Yeah, I did not manage to get anything done yesterday after lunch. I knew beforehand and my attempts at not falling into my usually trap did not work out. It didn’t help that my husband was somewhat freaked about that family thing in the evening.
I did write my 500 words, and I went running, and got ready in time for the birthday dinner but that was about it.
The dinner went much better than we had thought it would, naturally. That often happens when you’re dreading something. The food was great, I spent most of the evening talking with the boy and a nephew and his girlfriend, and it was all real nice.
I went to bed past midnight but managed to sleep until eight so that’s good. It did throw off my whole morning but there’s nothing I can do about that. And I’m feeling a little bad because of eating food that we didn’t cook ourselves.

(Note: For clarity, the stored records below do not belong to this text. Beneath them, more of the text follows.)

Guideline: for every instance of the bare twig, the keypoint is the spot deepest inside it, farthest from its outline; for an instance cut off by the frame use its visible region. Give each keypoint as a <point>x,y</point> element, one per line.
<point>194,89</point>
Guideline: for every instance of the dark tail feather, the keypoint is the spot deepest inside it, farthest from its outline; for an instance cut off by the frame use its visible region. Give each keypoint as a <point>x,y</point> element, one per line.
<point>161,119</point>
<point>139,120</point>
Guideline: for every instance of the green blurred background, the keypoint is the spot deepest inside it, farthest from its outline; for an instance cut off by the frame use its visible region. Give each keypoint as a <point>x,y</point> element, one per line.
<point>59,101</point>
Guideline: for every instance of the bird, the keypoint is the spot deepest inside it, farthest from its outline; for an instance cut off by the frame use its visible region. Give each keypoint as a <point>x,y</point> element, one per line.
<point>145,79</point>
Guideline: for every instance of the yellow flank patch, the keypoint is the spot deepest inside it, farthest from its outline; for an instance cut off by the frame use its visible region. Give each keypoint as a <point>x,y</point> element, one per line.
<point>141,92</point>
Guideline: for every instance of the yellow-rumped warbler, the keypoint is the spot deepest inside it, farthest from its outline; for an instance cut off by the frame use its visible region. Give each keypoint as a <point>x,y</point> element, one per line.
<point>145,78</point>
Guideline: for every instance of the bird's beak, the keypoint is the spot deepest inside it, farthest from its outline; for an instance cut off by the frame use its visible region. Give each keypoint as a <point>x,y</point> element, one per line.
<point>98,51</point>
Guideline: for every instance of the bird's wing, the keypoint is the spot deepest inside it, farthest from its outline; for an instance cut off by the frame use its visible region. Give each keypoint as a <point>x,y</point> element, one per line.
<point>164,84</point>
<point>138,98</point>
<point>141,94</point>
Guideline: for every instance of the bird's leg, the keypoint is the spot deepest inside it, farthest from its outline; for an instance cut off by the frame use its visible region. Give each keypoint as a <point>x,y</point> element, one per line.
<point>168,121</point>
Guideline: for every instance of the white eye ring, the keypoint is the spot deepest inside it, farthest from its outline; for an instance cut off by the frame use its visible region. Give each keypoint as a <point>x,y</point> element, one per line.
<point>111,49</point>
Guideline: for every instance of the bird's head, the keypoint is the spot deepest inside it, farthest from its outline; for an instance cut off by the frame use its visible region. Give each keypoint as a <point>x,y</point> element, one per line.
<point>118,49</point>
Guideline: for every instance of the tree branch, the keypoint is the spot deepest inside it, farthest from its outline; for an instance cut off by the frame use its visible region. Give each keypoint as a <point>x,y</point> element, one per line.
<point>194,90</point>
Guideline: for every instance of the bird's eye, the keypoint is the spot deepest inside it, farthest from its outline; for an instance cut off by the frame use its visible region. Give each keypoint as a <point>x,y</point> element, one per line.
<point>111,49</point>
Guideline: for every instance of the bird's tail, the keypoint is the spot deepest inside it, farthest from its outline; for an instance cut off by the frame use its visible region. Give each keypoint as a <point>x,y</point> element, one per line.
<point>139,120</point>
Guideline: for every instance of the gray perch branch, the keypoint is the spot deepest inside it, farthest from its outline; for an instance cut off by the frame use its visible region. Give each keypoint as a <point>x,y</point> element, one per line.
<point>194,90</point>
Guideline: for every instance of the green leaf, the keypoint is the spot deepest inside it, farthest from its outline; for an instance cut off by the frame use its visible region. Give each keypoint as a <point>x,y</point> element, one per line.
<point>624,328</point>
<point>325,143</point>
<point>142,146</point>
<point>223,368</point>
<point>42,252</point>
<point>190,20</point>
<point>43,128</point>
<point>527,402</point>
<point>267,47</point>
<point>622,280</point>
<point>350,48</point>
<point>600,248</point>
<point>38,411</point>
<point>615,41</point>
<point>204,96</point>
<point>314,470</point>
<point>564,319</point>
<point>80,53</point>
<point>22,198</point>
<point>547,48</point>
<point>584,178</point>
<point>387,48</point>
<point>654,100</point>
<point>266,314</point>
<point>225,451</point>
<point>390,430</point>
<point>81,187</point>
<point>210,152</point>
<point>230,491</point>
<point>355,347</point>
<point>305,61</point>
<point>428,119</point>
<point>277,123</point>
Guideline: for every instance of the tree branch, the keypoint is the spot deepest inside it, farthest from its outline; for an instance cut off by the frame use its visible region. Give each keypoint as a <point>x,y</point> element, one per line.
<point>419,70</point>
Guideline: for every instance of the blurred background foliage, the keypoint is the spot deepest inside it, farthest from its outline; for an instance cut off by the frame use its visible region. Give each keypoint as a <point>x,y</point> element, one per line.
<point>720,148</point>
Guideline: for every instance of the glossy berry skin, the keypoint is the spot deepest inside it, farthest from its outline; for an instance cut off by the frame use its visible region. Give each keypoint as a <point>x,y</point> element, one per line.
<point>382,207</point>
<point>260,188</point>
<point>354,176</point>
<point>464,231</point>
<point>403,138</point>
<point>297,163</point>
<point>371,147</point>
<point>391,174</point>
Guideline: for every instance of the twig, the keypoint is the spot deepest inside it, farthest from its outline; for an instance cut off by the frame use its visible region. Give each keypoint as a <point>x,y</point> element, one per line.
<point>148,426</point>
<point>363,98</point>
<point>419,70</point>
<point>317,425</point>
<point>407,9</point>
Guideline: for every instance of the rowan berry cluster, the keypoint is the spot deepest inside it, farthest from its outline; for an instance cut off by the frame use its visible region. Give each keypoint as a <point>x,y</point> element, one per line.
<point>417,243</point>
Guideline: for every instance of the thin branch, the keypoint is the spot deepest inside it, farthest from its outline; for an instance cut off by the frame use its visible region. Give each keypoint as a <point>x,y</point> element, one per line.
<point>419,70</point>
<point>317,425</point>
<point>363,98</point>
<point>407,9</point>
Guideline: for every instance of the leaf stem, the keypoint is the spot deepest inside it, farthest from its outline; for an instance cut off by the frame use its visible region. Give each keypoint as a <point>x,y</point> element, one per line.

It is really easy to forget about the fructose-intolerance when not eating out. Not that the food at the restaurant wasn’t delicious, because it was.
Today I hope to just have a quiet day with all my routine stuff. It is almost noon so I have no idea if I will manage the Friday cleaning. My husband is out running at the moment which would be a perfect time to vacuum.
I am still contemplating finishing the first draft of the novel-in-progress until next week. That would mean writing for a little more than an hour each day starting today. No idea if I want to do that or not.
Other than that I would love to have lofty goals for the day but the way I’m feeling right now I think I’ll probably spend most of the afternoon sitting around reading yet again, so no use in making grandiose declarations.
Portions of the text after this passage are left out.